The government does not aim to launch an advertising campaign that will encourage people to eat less meat to help the environment.
The Environment Secretary has said it is “depressing” when people simplify the issue of meat consumption saying, “livestock is bad, therefore eat less meat”.
Speaking during a session of the Environment and Climate Change Committee, George Eustice said: “If you were to listen to Lord Deben, I think the way he would put it is that we probably want people to moderate the amount of meat they eat.”
It had been previously estimated that global consumption of meat reached 385 million tonnes in 2018 – that translates to at least 1.7 gigatonnes of carbon dioxide emissions.
George Eustice said: “The science about whether meat-eating is good or bad for the point of view of the environment is disputed. And there are legitimate arguments that say livestock is part of a healthy, environmental approach.
“I think beyond the eat well plate, which is very much from a health perspective, which recognises that meat, protein is part of a healthy diet, but it should be eaten in moderation – beyond that eat well guide we don’t have any messages to the public about meat consumption from a food production angle.”
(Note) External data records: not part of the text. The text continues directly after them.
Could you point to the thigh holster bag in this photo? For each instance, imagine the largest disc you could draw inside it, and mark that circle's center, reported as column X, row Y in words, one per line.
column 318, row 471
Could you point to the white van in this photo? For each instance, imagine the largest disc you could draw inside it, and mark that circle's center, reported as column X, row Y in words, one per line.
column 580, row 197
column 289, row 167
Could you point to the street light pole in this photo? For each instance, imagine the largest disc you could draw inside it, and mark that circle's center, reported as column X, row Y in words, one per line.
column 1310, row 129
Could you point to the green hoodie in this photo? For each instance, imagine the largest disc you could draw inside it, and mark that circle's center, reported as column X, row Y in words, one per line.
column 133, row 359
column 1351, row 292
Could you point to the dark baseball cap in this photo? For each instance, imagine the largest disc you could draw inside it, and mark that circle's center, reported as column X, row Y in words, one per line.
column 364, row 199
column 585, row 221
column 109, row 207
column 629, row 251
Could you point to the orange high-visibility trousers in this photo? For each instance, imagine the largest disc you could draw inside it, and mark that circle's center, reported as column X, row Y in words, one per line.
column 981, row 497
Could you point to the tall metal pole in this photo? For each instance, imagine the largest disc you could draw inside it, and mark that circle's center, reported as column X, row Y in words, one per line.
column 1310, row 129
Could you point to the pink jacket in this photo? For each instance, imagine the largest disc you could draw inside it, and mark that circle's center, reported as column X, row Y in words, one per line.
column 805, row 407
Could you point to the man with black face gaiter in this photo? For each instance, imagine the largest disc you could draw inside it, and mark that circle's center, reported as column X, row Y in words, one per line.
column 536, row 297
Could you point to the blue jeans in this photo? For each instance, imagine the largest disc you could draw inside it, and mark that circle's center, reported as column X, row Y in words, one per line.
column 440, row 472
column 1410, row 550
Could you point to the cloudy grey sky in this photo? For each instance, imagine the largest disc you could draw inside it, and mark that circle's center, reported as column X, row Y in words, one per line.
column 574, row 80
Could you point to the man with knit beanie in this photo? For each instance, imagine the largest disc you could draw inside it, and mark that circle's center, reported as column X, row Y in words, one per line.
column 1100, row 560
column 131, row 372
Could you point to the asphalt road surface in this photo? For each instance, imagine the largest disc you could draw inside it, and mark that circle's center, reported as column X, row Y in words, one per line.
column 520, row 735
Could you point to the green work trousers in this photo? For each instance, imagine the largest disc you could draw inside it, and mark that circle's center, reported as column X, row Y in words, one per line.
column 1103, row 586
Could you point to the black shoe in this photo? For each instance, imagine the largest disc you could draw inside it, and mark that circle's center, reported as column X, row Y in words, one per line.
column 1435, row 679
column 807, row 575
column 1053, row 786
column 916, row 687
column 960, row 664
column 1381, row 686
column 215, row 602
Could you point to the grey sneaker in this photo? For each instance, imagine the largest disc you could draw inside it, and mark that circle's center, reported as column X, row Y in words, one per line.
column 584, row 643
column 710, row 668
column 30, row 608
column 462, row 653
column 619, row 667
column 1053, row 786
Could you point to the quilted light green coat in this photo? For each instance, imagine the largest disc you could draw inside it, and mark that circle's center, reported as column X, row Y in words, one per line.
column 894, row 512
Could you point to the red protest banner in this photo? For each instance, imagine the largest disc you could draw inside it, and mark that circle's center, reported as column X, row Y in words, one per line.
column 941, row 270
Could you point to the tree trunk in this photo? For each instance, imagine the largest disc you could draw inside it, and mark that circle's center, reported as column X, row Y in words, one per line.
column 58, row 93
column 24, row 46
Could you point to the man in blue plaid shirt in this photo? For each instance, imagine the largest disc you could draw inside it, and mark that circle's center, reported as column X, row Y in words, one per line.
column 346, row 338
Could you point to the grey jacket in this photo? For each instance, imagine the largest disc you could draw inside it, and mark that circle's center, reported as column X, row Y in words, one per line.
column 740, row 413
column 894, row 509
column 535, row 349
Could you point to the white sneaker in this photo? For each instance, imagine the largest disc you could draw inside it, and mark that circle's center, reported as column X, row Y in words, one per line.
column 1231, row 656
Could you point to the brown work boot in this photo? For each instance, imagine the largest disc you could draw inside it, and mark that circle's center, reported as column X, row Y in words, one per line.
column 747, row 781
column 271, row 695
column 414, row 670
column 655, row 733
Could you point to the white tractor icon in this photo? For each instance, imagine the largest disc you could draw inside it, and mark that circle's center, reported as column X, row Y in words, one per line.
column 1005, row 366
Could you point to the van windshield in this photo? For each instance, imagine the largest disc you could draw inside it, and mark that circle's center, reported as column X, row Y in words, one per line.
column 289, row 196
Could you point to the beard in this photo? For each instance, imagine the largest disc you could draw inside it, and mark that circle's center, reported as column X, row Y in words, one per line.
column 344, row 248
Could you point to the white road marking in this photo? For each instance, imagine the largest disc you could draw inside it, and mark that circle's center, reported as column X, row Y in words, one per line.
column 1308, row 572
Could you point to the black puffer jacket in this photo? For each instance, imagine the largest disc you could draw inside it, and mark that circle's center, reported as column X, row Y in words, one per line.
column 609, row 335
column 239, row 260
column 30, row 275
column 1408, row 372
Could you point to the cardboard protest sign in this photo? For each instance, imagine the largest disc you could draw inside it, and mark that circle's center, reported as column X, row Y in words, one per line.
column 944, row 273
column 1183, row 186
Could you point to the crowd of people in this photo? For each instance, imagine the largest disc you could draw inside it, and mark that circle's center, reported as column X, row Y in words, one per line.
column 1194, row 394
Recent research suggested replacing a fifth of meat from cattle with alternative proteins produced from microbes such as fungi could halve deforestation and land-use linked emissions by mid-century.
Mr Eustice said the government was looking at “labelling work” to encourage people to eat meat that has got a lower environmental impact.
The Secretary of State for Environment, Food and Rural Affairs added: “What we desperately need is for people to have confidence in the integrity of the label. And so, we are looking whether pasture-fed should be a particular classification, that’s got a particular meaning and requires a particular type of system.”